Ella observó los alrededores de la habitación. Fijó su vista en la esquina superior y señaló ese punto con su dedo índice. No soltó la sábana en ningún momento y dejó ver las pequeñas oscilaciones marcadas por su temblor.

Una parte de mi quería ver algo irreal; la otra, analizar su mente.

—No comprendo, ahí no hay nada —le afirmé girándome hacia ella.

Ella volteó hacia la esquina y casi inmediatamente se giró de regreso.

—Gladys dice que debes darte cuenta —agregó Mindy con la voz entrecortada.
Tomé una fugaz nota y tragué un poco de saliva.

—¿Quién es Gladys? —pregunté observando nuevamente la esquina—. ¿Qué es lo que busca de ti?

Ella me soltó una mirada de desprecio.

—Gladys no se encuentra ahí —advirtió al percatarse que yo veía la base de la cama—. Ella está allá —levantó su delgado brazo hacia el techo.

—No comprendo —comenté a la vez que apuntaba los detalles de lo que decía—. ¿Qué hace ahí arriba? ¿Qué quiere?

—A Gladys le gusta caminar de cabeza, usando el techo como su suelo —hizo una pausa—. Dice que así se siente cómoda.

Tan solo esa imagen logró que corriera un intenso frío por mi espalda.
—Ella llegó ayer al anochecer. Me pide que la lleve con sus padres, no logra encontrarlos entre tanta oscuridad.

Apunté rápido cada palabra sin importar si eran incomprensibles.
—¿Gladys es una niña?

Mindy afirmó con la cabeza.

—¿Y cómo es?

—Es… morena, tiene los ojos verdes y lleva puesto un moño azul.

Seguí apuntando con cierta emoción.
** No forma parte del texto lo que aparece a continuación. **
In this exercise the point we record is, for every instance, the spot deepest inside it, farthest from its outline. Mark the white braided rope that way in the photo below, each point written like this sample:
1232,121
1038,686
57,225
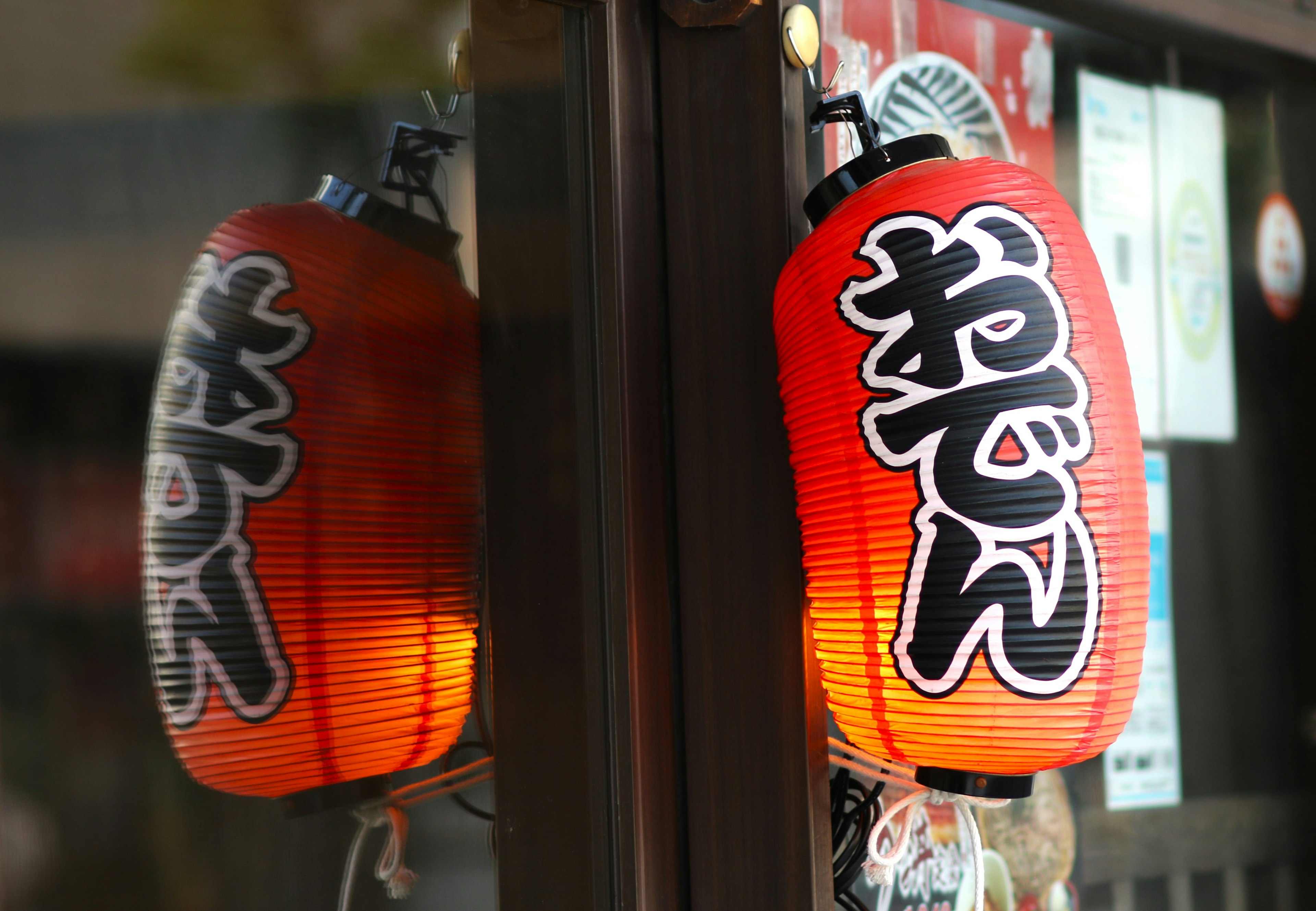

En lo que iba de semana había podido sacarle pocas palabras y ahora me entregaba mucha información.

—Gladys me pregunta si usted la ayudaría a encontrar a su padre.

Detuve el bolígrafo inmediatamente, saliéndome un poco de la línea.

—¿Por qué yo? —pregunté torpemente viendo hacia el techo.

—Ella ya no se encuentra ahí. —Tomó una pausa—. Está sobre usted.

Aquella última frase hizo que la piel se me erizara y reviviera temores de la niñez.

—Está caminando en círculo alrededor de usted… dice que su rostro le es conocido, pero no recuerda de dónde.

La lluvia se intensificó y las gotas de agua se escucharon como golpes en la ventana. Al levantar la mirada observé el techo iluminarse con un tono blanco azulado por los constantes rayos.

Estaba seguro de que su problema era mental y que no sucedía algo más; aun así, no pude desprenderme de aquella extraña sensación.

—¿Hay alguien además de Gladys? —Intenté distraer mi mente.

Mindy lo negó de inmediato.

—¿Has visto a alguien más el día de hoy? —pregunté viendo de reojo el techo.

—No —respondió con la vista puesta sobre mi cabeza—. Gladys dice que no le gusta que la ignoren.

Detuve el bolígrafo y en ese momento opté por cambiar el plan de intervención.
—Gladys, me gustaría ayudarte —dije viendo hacia arriba— sin embargo, no puedo hacerlo, ya que no eres real.

La habitación se inundó de un absoluto silencio.

—Ella dice que es real, solo que usted se niega a ver.

—Cómo puede ser real si es un producto de tu mente. Debes empezar a aceptarlo e ignorar todas las visiones que se te presentan —le expliqué con un poco de fuerza en mis palabras—. Que le hables solo hace que empeore tu condición.

—Ella es real…

—No lo es, y por eso estoy acá. Quiero ayudarte a entender tu enfermedad.

—Ella es real, ella es real, ella es real —repitió varias veces—. Ella es real, ¡Ella es real!

En ese momento tres gotas cayeron sobre mi mano, tuve miedo de levantar la mirada. Esperé unos segundos, no capté nada extraño; pero, al pasar mi mano sobre la otra, noté que no estaba húmeda. «¿Había imaginado aquella sensación?»

Estos sucesos eran lo que me ataba a este caso, el enigma alrededor de Mindy y ese extraño aura que se sentía al cruzar su habitación; a pesar de la poca información que me entregó en las anteriores visitas, siempre me sentí observado. «¿O será que este es el caso que terminó de robarme la cordura?»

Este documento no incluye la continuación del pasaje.